Now where was he? the earl thought. He had been quite engrossed for those two sentences.
What she should have done, Rosamund was thinking, was to plead a headache. She could have taken herself off to her room and been safe for another night. Why, oh, why, had she not thought of that? But having pleaded the heat of the fire in order to remove herself from such closeness to him in order to set him behind her, out of the line of her vision, she must now stay for a while and continue to read her book—or not to read her book.
She felt like jumping to her feet again and screaming. She felt like having a major fit of hysterics. She turned a page.
There would not be anything so very wrong in it, would there? She had heard that many married ladies took lovers, though the idea had always shocked her. How could they, she had always thought, when their husbands had exclusive rights to their bodies? Just as women had exclusive rights to their husbands’ bodies. It had always made her furious to know that many married men kept mistresses.
She had also heard that widows very frequently took lovers. She had not felt any great moral shock at the idea, but she had always been convinced that it was something she could not possibly do. She could never give that outside marriage. It was such a very intimate and physical and embarrassing thing.
And yet these were no ordinary circumstances—not by any means. And it would be just for a day or two. It would end this tension between them and it would satisfy her curiosity about younger men. How vulgar that sounded! She turned another page.
And she became aware suddenly, though there had been hardly any sound, that he had put down his book and stood up. And that after a few moments of standing quite still he was coming up behind her. She kept her eyes on her book and felt that her heart was beating right up into her throat.

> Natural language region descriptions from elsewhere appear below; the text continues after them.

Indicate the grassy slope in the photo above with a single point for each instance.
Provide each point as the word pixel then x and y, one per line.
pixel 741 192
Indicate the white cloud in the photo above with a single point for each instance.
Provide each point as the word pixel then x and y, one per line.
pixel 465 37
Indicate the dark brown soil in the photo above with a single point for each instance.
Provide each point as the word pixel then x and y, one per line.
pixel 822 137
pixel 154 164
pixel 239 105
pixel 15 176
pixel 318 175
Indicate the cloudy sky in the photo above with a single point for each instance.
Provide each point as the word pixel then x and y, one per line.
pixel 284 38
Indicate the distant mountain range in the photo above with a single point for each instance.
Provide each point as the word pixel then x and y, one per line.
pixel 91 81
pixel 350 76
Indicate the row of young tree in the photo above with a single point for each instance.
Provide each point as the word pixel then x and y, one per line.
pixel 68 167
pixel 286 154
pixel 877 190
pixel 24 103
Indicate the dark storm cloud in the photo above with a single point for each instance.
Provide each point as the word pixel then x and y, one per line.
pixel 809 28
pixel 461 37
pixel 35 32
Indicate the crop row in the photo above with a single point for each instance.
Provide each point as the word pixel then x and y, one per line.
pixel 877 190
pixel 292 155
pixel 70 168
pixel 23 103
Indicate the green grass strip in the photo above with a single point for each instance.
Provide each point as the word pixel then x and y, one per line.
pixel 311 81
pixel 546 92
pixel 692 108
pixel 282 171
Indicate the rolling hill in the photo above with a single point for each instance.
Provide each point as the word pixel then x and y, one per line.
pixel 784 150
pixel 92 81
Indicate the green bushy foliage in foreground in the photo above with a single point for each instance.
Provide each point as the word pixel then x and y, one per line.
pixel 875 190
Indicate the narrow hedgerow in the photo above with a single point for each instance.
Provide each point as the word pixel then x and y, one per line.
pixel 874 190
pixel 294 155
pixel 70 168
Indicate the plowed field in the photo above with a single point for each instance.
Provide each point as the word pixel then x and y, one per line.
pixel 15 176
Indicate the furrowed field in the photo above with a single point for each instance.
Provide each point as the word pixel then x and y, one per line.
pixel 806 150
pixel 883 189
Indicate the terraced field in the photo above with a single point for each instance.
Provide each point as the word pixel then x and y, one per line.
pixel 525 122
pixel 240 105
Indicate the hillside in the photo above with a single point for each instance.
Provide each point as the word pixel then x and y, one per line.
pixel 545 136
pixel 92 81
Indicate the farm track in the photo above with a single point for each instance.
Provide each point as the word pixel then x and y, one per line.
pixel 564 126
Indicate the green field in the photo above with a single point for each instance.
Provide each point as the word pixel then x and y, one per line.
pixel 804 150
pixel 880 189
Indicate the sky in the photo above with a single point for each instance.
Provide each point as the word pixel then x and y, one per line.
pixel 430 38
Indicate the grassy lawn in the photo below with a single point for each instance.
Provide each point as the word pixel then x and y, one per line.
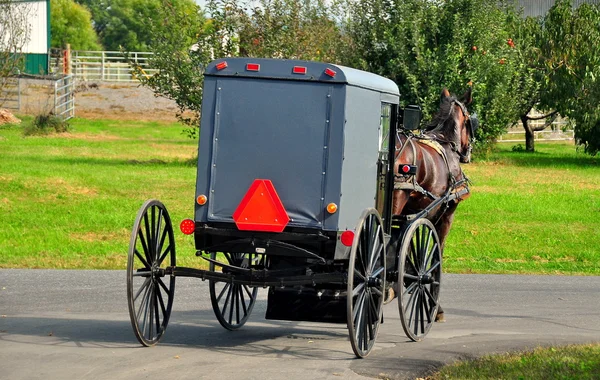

His hands came beneath her arms and cupped her breasts. His thumbs found her nipples. Rosamund closed her eyes and swallowed. She felt warm breath on the side of her neck a moment before he kissed her in the hollow between her neck and her shoulder.
“I want to make love to you, Rosamund,” he said. His voice was low and husky, almost unrecognizable.
She kept her eyes tightly closed for a moment and then she turned slowly on the stool. His hands moved up to her shoulders. His eyes, gazing down into hers, were intensely blue.
“Yes,” she said. “I want that too.”
His mouth on hers was as light as it had been that morning, but his lips were parted, she noted with some shock, so that she felt heat and moistness and his tongue moving lightly across the seam of her own lips. She clutched her closed book to her bosom.
He raised his head and stooped down on his haunches in front of her. “One thing must be clear,” he said, touching one of her cheeks with his fingertips. “I am to be betrothed soon, Rosamund. I am committed to that. I don’t want to hurt you or give any wrong impression.”
“Just tonight and perhaps tomorrow night,” she said. “I understand, Justin. I want no more. But this is a time out of time, isn't it? And I want it to happen—just a very brief affair.”